Boeotia. BOEOTIA, Federal Coinage. Thebes. Circa 287 BC. Tetradrachm (Silver, 26 mm, 17.13 g, 11 h), Attic standard. Laureate head of Poseidon to right, with his hair long and falling down the back of his neck. Rev. ΒΟΙΩΤΩΝ Poseidon, holding dolphin in his right hand and trident in his left, seated to left on a throne with lion's legs at the front, an armrest ending in a volute, and a side decorated with a Boeotian shield. BCD Boiotia 81 (same reverse die). De Luynes 1980 (same obverse die). Gulbenkian 920 = Jameson 2065 = Weber 3303 (same reverse die). Head, Boeotia p. 83. Extremely rare, lightly toned and with a noble head of Poseidon - very probably the finest example of the type known. Small area of flat striking on Poseidon's beard, otherwise, extremely fine.

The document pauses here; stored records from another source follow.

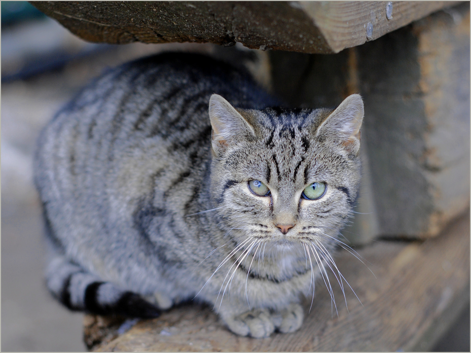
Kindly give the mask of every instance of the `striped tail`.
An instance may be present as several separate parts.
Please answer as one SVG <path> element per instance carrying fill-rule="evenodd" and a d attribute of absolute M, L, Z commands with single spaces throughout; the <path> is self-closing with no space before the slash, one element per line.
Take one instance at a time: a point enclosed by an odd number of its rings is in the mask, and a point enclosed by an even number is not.
<path fill-rule="evenodd" d="M 46 282 L 53 296 L 70 310 L 143 318 L 160 313 L 139 295 L 101 281 L 63 256 L 56 256 L 49 263 Z"/>

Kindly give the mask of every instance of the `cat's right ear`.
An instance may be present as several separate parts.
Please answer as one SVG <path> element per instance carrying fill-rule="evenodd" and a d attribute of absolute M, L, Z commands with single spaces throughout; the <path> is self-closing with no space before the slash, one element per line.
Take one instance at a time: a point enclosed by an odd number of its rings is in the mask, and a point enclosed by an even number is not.
<path fill-rule="evenodd" d="M 216 155 L 247 135 L 255 136 L 253 128 L 244 117 L 218 94 L 209 98 L 209 119 L 212 127 L 212 149 Z"/>

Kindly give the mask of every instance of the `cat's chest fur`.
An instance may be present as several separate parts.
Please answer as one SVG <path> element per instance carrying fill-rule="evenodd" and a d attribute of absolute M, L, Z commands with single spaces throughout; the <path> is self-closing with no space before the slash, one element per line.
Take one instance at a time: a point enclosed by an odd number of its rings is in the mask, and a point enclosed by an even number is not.
<path fill-rule="evenodd" d="M 363 106 L 357 95 L 335 111 L 275 104 L 199 55 L 131 63 L 86 88 L 35 160 L 53 294 L 143 316 L 149 301 L 196 296 L 239 334 L 297 329 L 299 296 L 334 266 L 357 193 Z"/>

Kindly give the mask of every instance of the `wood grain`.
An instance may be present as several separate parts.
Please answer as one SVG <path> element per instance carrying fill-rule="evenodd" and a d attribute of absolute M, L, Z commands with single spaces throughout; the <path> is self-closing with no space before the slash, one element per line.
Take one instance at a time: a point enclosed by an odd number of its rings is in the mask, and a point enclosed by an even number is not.
<path fill-rule="evenodd" d="M 338 53 L 460 2 L 31 2 L 85 39 Z M 372 26 L 367 38 L 366 28 Z"/>
<path fill-rule="evenodd" d="M 314 20 L 332 51 L 360 45 L 405 26 L 440 9 L 459 2 L 393 1 L 392 16 L 386 17 L 388 2 L 301 2 L 300 4 Z M 371 23 L 371 38 L 366 36 Z"/>
<path fill-rule="evenodd" d="M 139 322 L 94 349 L 426 350 L 469 301 L 469 211 L 437 238 L 422 242 L 377 241 L 358 253 L 366 265 L 346 251 L 337 263 L 363 305 L 347 289 L 347 310 L 335 286 L 337 315 L 325 286 L 318 282 L 310 311 L 311 298 L 304 302 L 306 317 L 297 332 L 262 339 L 239 337 L 224 327 L 211 308 L 187 305 Z"/>

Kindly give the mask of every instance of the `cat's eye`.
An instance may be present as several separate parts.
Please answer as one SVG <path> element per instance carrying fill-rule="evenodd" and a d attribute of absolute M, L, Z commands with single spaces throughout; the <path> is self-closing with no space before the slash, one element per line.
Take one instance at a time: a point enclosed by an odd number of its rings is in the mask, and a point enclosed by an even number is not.
<path fill-rule="evenodd" d="M 248 188 L 259 196 L 268 196 L 270 195 L 270 189 L 260 180 L 250 180 L 248 182 Z"/>
<path fill-rule="evenodd" d="M 308 200 L 317 200 L 324 196 L 327 187 L 325 183 L 316 182 L 303 190 L 303 197 Z"/>

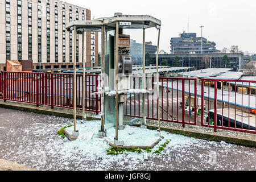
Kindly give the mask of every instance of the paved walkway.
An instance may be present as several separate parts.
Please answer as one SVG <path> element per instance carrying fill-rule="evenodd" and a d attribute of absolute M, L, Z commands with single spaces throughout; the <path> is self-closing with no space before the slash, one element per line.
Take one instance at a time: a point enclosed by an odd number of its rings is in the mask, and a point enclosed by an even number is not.
<path fill-rule="evenodd" d="M 57 131 L 72 119 L 1 107 L 0 118 L 0 159 L 39 170 L 256 170 L 255 148 L 171 134 L 145 162 L 142 154 L 106 155 L 100 146 L 67 150 L 71 142 Z"/>

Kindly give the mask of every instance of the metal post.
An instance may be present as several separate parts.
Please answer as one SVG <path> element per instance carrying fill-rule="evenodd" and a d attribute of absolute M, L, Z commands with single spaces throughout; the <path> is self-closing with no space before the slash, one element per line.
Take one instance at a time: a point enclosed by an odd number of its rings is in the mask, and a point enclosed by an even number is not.
<path fill-rule="evenodd" d="M 119 38 L 119 22 L 115 23 L 115 138 L 118 140 L 118 38 Z"/>
<path fill-rule="evenodd" d="M 190 85 L 189 85 L 188 86 L 190 87 Z M 195 97 L 194 99 L 196 100 L 196 98 Z M 188 101 L 189 104 L 190 104 L 190 101 Z M 195 113 L 196 113 L 196 111 L 195 111 Z M 182 80 L 182 127 L 185 127 L 185 83 L 184 80 Z"/>
<path fill-rule="evenodd" d="M 159 50 L 159 39 L 160 39 L 160 27 L 158 30 L 158 47 L 156 49 L 156 80 L 157 80 L 157 96 L 158 96 L 158 130 L 160 132 L 160 102 L 159 102 L 159 75 L 158 73 L 158 52 Z"/>
<path fill-rule="evenodd" d="M 208 98 L 209 99 L 209 98 Z M 216 122 L 217 122 L 217 81 L 214 81 L 214 131 L 216 132 Z M 202 110 L 203 105 L 201 106 Z M 208 116 L 209 118 L 209 116 Z"/>
<path fill-rule="evenodd" d="M 201 26 L 200 27 L 201 28 L 201 53 L 203 53 L 203 28 L 204 27 Z"/>
<path fill-rule="evenodd" d="M 184 67 L 184 57 L 182 56 L 182 67 Z"/>
<path fill-rule="evenodd" d="M 41 56 L 39 56 L 39 69 L 41 69 Z"/>
<path fill-rule="evenodd" d="M 101 131 L 104 131 L 105 127 L 105 26 L 101 27 Z"/>
<path fill-rule="evenodd" d="M 142 89 L 146 89 L 146 73 L 145 73 L 145 53 L 146 53 L 146 45 L 145 45 L 145 28 L 143 28 L 143 74 L 142 76 Z M 142 118 L 142 125 L 145 125 L 146 118 L 146 107 L 145 107 L 145 97 L 146 94 L 143 94 L 143 118 Z"/>
<path fill-rule="evenodd" d="M 84 97 L 85 96 L 85 48 L 84 48 L 84 32 L 82 32 L 82 120 L 85 119 L 85 101 Z M 79 98 L 80 99 L 80 98 Z"/>
<path fill-rule="evenodd" d="M 241 68 L 241 57 L 240 56 L 238 57 L 238 72 L 240 72 L 240 68 Z"/>
<path fill-rule="evenodd" d="M 74 26 L 73 39 L 73 107 L 74 109 L 74 132 L 76 132 L 76 26 Z"/>

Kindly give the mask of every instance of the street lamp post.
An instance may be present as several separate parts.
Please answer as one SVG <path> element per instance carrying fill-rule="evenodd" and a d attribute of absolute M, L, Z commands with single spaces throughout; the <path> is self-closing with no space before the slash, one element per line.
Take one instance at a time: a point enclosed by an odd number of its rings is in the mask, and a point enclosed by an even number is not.
<path fill-rule="evenodd" d="M 201 26 L 200 27 L 201 28 L 201 53 L 203 53 L 203 28 L 204 26 Z"/>

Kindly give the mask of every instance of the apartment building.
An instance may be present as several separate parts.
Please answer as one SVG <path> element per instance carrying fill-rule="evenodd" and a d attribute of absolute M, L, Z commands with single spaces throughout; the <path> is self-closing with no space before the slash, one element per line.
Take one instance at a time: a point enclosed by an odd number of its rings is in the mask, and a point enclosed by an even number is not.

Ex Triton XI, 8 January 2008, 147.
Thebes was captured in 291 by Demetrios Poliorketes during his incessant wars. In the face of the combined forces of Pyrrhos, Lysimachos and Ptolemy I he was forced out of Macedon in 288, finally ending up in Asia where he was captured by Seleukos I and interned until he died of drink in 282. Previously, in an attempt to raise support, he had freed Thebes in 287: this coin was struck in honor of that occasion. Since Poseidon was neither important in Boeotia as a whole, or specifically in Thebes, his appearance on both sides of this coin has to be seen as a complement to Demetrios Poliorketes, since he viewed Poseidon as his patron.